Ausgeflippt, ja schrill ist sie und singt energisch gegen Männer an, die Frauen unterdrücken oder aus- nutzen wollen. „I’m Not Your Toy!“(Ich bin nicht dein Spielzeug) lautet der Refrain ihres K-Pop-Songs. Als die 25-Jährige begreift, dass sie gegen Eleni Foureira aus Zypern das Rennen gemacht hat, kommen der Powerfrau die Tränen.
Die grell geschminkte Netta Barzilai jubelt in ihrem pink-roten Outfit, mit dem sie mutig ihre Kurven zur Schau stellt. Ihr Song passt geradezu perfekt in die derzeitige #MeToo-Debatte. Ministerpräsident Benjamin Netanjahu gratuliert noch in der Nacht und bezeichnet die Künstlerin als „Israels beste Botschafterin“. 2019 zieht die ESC-Gemeinde nach Jerusalem. Die Fans können es kaum fassen: „Israel, Is- rael“, rufen sie lautstark und schwenken ihre Nationalflagge.
Viel stiller ist da der deutsche Beitrag. „I am a dreamer“(Ich bin ein Träumer) lauten die ersten Textzeilen von „You Let Me Walk Alone“. Bis ganz zum Schluss dürfen Michael Schulte und Deutschland von einem Platz ganz ganz vorn träumen. Fast gelingt es: Der Sänger und Songschreiber aus Norddeutschland, der in Buxtehude wohnt, wird Vierter, nur zwei Punkte hinter dem österreichischen Soul-Sänger Cesár Sampson, der mit seiner eingängigen Nummer „Nobody But You“– für viele überraschend – auf dem dritten Platz landet. Die Zuschauer sind von Schultes Performance hingerissen.
In der Ballade singt der 28-Jährige von seinem verstorbenen Vater und davon, was dieser ihm mit auf den Weg gegeben hat. Die Projektionswand, auf die einzelne Textzeilen sowie Fotos von Vätern und Söhnen geworfen werden, macht den Act zu einem der schönsten und bewegendsten des Abends. Viele sprechen von „Gänsehaut-Feeling“. Die Schmach der vergangenen Jahre mit letzten und vorletzten Plätzen ist da für Deutschland vergessen.
Während die einen feiern, herrscht bei anderen Trauer. Viele bulgarische Fans, die auf einen Sieg des Beitrags „Bones“von Equinox gehofft hatten, brechen in Tränen aus, als ihr Land nur den 14. Platz belegt. Auch bei den zyprischen Fans wird es still. Gastgeber Portugal landet sogar auf dem letzten Platz. Auch Slowenien wagt sich mit einer nicht alltäglichen Frisur auf die Bühne, Lea Sirk tanzt mit rosaschwarz gefärbter Mähne auf der imposanten ESC-Bühne.

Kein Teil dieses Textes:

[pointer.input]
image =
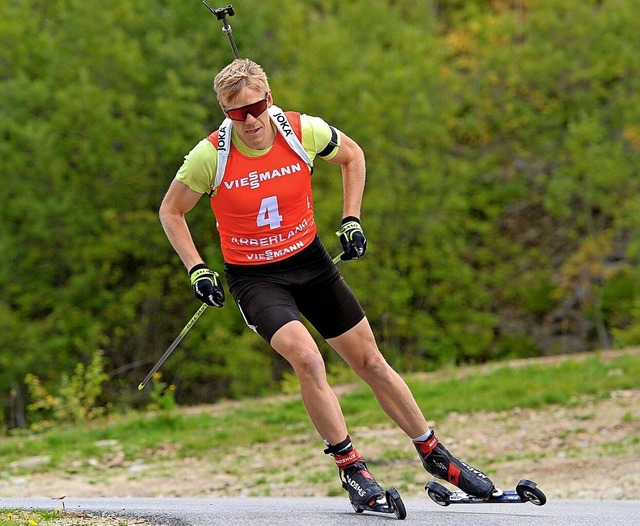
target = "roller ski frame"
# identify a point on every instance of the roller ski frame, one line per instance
(391, 502)
(526, 491)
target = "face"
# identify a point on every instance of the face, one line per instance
(255, 131)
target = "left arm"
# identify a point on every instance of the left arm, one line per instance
(350, 157)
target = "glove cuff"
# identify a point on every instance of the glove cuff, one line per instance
(199, 266)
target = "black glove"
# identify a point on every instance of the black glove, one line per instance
(354, 244)
(206, 285)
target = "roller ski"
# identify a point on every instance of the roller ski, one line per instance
(365, 494)
(526, 491)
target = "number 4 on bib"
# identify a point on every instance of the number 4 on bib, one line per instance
(269, 215)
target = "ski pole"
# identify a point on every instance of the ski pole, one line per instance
(171, 348)
(221, 14)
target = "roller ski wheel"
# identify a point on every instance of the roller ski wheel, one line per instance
(390, 502)
(526, 491)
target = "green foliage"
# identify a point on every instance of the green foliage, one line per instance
(162, 394)
(74, 400)
(502, 205)
(213, 430)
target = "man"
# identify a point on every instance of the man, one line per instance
(256, 171)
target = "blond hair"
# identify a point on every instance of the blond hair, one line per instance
(241, 73)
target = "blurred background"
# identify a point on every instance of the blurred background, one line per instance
(502, 206)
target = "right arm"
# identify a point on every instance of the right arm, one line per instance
(178, 201)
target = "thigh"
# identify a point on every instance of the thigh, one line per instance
(265, 305)
(330, 306)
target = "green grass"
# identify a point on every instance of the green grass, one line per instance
(150, 436)
(12, 517)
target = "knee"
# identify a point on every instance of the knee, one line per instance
(307, 362)
(372, 365)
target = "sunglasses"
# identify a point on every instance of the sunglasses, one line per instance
(256, 109)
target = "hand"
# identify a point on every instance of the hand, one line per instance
(206, 285)
(354, 244)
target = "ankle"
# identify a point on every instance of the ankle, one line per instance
(425, 447)
(343, 452)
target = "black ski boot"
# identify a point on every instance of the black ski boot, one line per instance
(441, 464)
(362, 488)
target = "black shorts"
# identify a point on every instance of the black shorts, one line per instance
(309, 283)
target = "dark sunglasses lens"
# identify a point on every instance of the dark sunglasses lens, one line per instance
(256, 109)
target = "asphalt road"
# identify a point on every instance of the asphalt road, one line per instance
(338, 511)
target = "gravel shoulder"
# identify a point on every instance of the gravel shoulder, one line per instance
(588, 451)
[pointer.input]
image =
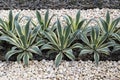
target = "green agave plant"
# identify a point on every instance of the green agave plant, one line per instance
(9, 25)
(23, 42)
(117, 44)
(78, 24)
(60, 42)
(95, 44)
(43, 23)
(110, 27)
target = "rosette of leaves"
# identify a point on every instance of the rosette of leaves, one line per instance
(23, 42)
(110, 26)
(116, 47)
(78, 24)
(60, 42)
(8, 25)
(95, 44)
(44, 22)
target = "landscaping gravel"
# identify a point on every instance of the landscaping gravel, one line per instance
(86, 14)
(68, 70)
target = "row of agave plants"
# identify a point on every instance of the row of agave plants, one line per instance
(103, 38)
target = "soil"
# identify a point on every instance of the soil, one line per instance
(58, 4)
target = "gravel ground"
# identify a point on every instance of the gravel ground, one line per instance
(86, 14)
(77, 70)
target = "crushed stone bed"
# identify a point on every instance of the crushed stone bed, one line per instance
(85, 14)
(68, 70)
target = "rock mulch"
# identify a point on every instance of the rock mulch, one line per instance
(85, 14)
(68, 70)
(72, 70)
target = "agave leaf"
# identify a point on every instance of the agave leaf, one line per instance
(18, 29)
(2, 24)
(77, 17)
(104, 24)
(96, 58)
(59, 28)
(104, 50)
(108, 17)
(58, 59)
(39, 43)
(10, 40)
(46, 18)
(10, 20)
(34, 49)
(76, 45)
(11, 52)
(27, 29)
(69, 54)
(47, 46)
(85, 51)
(85, 39)
(19, 57)
(50, 38)
(26, 58)
(39, 17)
(81, 23)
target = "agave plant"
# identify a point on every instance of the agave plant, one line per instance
(23, 42)
(110, 27)
(95, 44)
(43, 23)
(9, 25)
(78, 24)
(117, 42)
(60, 42)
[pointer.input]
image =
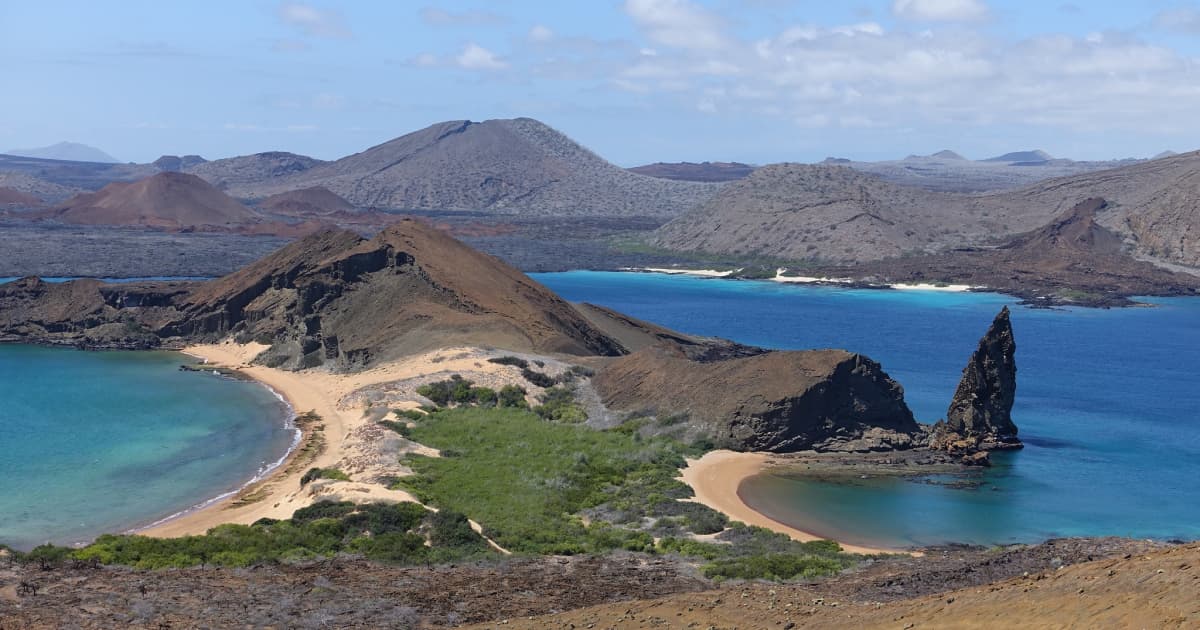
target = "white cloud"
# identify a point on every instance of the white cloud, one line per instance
(1183, 19)
(940, 10)
(678, 24)
(315, 22)
(475, 57)
(863, 76)
(438, 17)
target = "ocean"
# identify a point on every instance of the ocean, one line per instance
(1108, 405)
(102, 442)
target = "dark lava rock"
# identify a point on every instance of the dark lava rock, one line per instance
(979, 417)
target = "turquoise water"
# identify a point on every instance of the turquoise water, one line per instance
(1108, 405)
(94, 442)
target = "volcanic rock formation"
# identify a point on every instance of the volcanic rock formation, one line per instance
(517, 166)
(979, 417)
(172, 201)
(773, 401)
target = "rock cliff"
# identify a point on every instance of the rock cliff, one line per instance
(979, 417)
(774, 401)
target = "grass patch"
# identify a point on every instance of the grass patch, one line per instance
(396, 533)
(313, 474)
(526, 480)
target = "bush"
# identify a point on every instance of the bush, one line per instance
(378, 531)
(323, 473)
(411, 414)
(511, 396)
(778, 567)
(538, 378)
(558, 405)
(399, 427)
(510, 360)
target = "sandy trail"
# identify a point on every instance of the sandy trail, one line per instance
(280, 493)
(715, 479)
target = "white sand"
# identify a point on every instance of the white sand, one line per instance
(315, 390)
(927, 286)
(715, 479)
(697, 273)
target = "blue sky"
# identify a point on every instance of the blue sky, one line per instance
(636, 81)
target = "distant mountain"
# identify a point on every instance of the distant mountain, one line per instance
(66, 150)
(244, 173)
(37, 187)
(835, 214)
(822, 211)
(695, 172)
(520, 167)
(948, 171)
(177, 163)
(171, 201)
(316, 201)
(1036, 155)
(946, 154)
(17, 198)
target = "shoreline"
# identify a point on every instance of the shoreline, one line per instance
(715, 479)
(336, 441)
(289, 423)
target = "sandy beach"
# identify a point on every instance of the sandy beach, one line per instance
(928, 286)
(697, 273)
(346, 433)
(715, 479)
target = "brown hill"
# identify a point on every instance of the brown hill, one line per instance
(234, 174)
(834, 214)
(829, 213)
(15, 197)
(1155, 589)
(516, 166)
(346, 303)
(337, 298)
(171, 201)
(695, 172)
(772, 401)
(316, 201)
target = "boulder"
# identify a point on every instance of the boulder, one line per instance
(979, 417)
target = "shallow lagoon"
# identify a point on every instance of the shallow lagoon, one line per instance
(1108, 403)
(95, 442)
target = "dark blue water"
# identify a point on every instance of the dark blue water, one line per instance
(95, 442)
(1108, 405)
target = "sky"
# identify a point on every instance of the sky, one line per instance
(635, 81)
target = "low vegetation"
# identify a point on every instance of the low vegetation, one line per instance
(403, 533)
(313, 474)
(540, 487)
(457, 391)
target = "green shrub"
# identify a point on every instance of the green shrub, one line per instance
(778, 567)
(484, 396)
(399, 427)
(411, 414)
(511, 396)
(558, 405)
(510, 360)
(538, 378)
(323, 473)
(378, 531)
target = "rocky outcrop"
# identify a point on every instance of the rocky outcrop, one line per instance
(979, 418)
(774, 401)
(329, 299)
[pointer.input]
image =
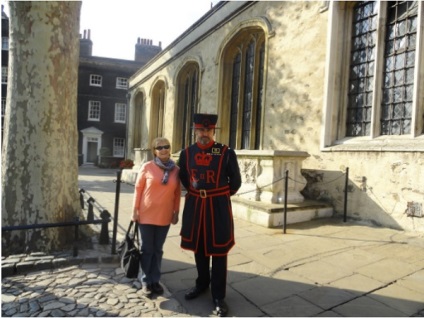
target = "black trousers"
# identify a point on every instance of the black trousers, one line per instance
(217, 278)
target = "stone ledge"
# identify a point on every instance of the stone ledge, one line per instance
(23, 264)
(271, 215)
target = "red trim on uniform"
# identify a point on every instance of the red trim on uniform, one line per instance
(199, 126)
(224, 149)
(208, 145)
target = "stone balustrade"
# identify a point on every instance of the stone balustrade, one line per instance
(263, 174)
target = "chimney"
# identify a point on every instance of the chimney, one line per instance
(145, 50)
(86, 46)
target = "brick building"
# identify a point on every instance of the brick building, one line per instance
(102, 101)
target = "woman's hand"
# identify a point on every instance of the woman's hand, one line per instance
(135, 215)
(175, 218)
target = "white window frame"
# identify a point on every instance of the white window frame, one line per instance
(5, 43)
(121, 83)
(333, 136)
(4, 73)
(120, 113)
(3, 106)
(118, 147)
(96, 80)
(92, 104)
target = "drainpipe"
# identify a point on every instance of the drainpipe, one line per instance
(127, 124)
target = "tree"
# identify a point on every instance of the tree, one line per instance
(39, 155)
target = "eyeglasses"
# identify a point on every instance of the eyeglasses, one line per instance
(163, 147)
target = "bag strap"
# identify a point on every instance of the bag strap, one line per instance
(135, 232)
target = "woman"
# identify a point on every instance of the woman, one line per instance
(156, 205)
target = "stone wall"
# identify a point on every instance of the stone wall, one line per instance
(381, 183)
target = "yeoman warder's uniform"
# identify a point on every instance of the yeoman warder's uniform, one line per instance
(211, 174)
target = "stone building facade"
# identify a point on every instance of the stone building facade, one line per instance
(331, 93)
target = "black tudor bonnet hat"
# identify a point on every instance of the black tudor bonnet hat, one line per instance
(205, 120)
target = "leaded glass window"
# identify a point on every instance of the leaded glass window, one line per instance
(399, 65)
(364, 34)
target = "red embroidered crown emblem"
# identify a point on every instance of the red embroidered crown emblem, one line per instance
(203, 159)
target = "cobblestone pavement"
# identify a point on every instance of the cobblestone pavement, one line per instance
(86, 290)
(319, 268)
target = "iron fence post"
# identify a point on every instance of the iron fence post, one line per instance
(286, 182)
(76, 237)
(90, 215)
(115, 219)
(104, 232)
(345, 195)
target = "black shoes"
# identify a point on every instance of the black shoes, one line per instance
(147, 290)
(220, 307)
(194, 292)
(157, 288)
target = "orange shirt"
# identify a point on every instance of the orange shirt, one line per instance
(154, 201)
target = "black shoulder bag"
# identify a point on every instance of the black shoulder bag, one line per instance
(129, 252)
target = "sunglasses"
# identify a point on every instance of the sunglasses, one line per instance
(163, 147)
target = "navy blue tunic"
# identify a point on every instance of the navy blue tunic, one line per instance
(210, 174)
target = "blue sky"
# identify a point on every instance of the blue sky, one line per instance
(116, 25)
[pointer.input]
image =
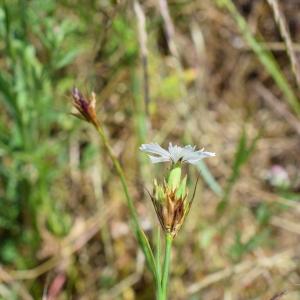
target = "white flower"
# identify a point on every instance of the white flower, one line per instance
(175, 153)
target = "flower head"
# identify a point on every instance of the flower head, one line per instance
(174, 153)
(171, 202)
(85, 107)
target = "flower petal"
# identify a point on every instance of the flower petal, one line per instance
(156, 160)
(154, 149)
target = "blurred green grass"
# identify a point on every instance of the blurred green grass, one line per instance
(55, 177)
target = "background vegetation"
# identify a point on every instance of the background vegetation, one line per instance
(219, 74)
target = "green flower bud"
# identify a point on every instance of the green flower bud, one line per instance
(174, 178)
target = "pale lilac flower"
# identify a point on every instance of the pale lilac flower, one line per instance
(174, 153)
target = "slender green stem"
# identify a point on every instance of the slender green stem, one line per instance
(158, 266)
(139, 233)
(166, 266)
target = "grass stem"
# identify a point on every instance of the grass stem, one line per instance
(166, 266)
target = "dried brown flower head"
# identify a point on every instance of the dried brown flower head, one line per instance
(86, 107)
(171, 202)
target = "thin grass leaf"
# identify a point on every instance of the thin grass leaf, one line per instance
(209, 178)
(243, 153)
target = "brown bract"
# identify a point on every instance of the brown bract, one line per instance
(85, 107)
(172, 211)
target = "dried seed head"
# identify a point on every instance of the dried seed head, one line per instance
(170, 201)
(86, 107)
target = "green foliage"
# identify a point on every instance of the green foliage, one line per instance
(28, 88)
(243, 153)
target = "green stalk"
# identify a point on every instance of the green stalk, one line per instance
(139, 233)
(157, 259)
(166, 266)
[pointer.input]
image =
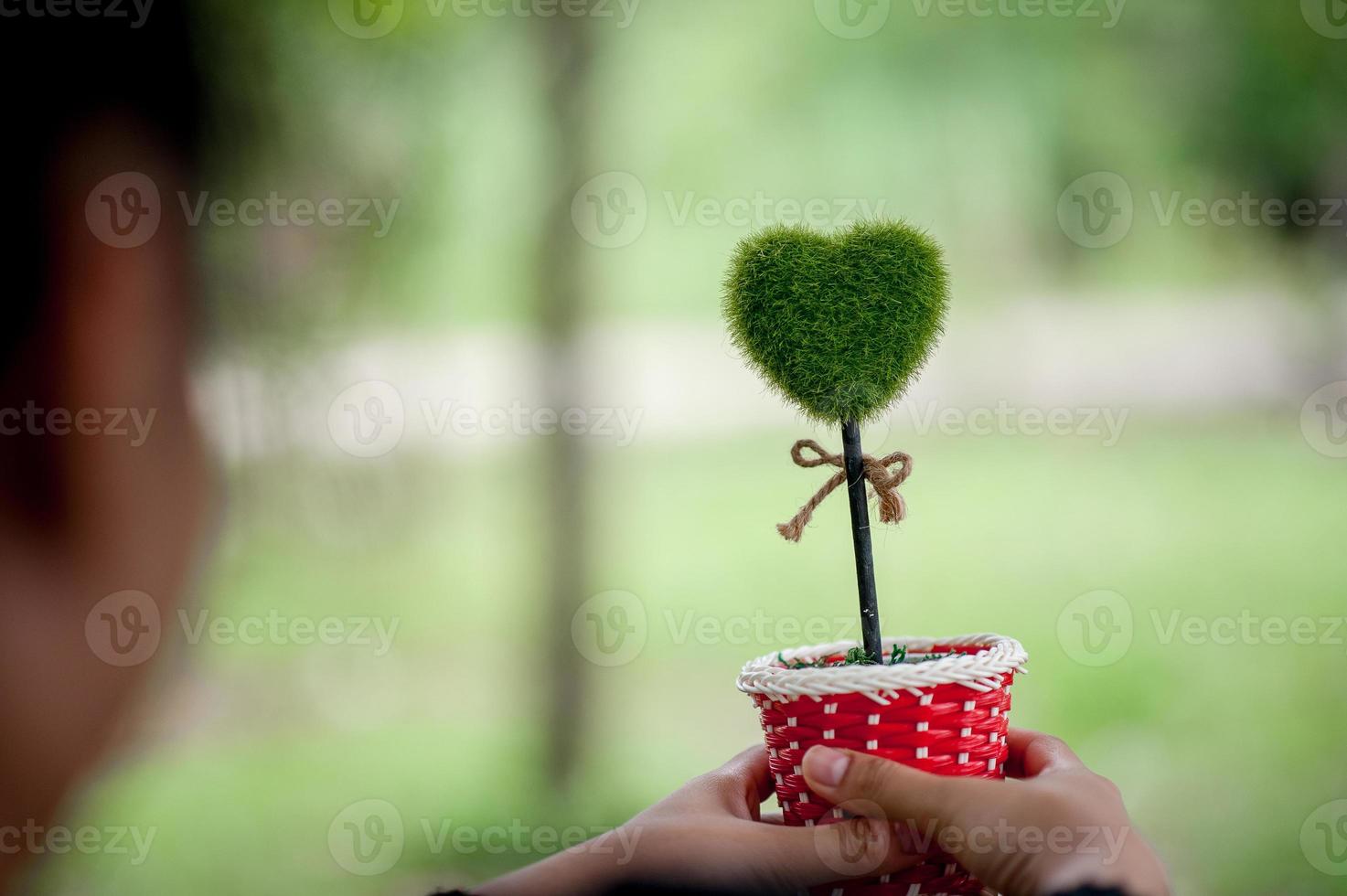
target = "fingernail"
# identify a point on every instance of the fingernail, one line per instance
(826, 765)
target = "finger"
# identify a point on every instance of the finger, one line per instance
(856, 848)
(1033, 753)
(882, 788)
(743, 782)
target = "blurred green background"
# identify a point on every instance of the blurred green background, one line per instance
(569, 190)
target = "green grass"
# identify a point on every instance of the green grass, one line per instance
(838, 324)
(1222, 751)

Die dänischen Wikinger, die ungarischen Hardrocker, die Operndiva aus Estland mit XXL-Ballkleid samt Projektionsfläche, der freche Lausbub mit Hosenträgern und Rucksack aus Tschechien: Die Show vereint die verschiedensten Musikund Modestile. Auch einen Flitzer gibt es wieder, keine Neuheit beim Song Contest. Dieses Mal trifft es die Britin SuRie: Ein Mann entreißt ihr das Mikro und brüllt kurz hinein, wird aber schnell von Sicherheitsbeamten von der Bühne geführt. SuRie gewinnt schnell die Fassung zurück und singt ihren Song „Storm“souverän zu Ende. „Ich bin total stolz auf sie, sie hat unter diesen schwierigen Umständen ganz toll performt“, meint ein britischer Fan. Die Europäische Rundfunkunion (EBU) bietet der Sängerin sogar an, noch einmal aufzutreten, aber SuRie und ihr Team lehnen dies ab. Am Ende landet die 29-Jährige aber nur auf dem drittletzten Platz – Rang 24 von 26. Abgesehen von Siegern und Verlieren hat aber eines auf jeden Fall gewonnen am Samstagabend: Europa. Das zeigt sich etwa bei einer Türkin, deren Land gar nicht dabei ist. Sie applaudiert lautstark für den serbischen Beitrag. Zyprische Fans plaudern mit Briten, ein Ire erklärt Michael Schulte zu seinem Liebling, israelische Fans sitzen mit Deutschen am Tisch. Ein Wettbewerb, der Völkerverständigung fördert.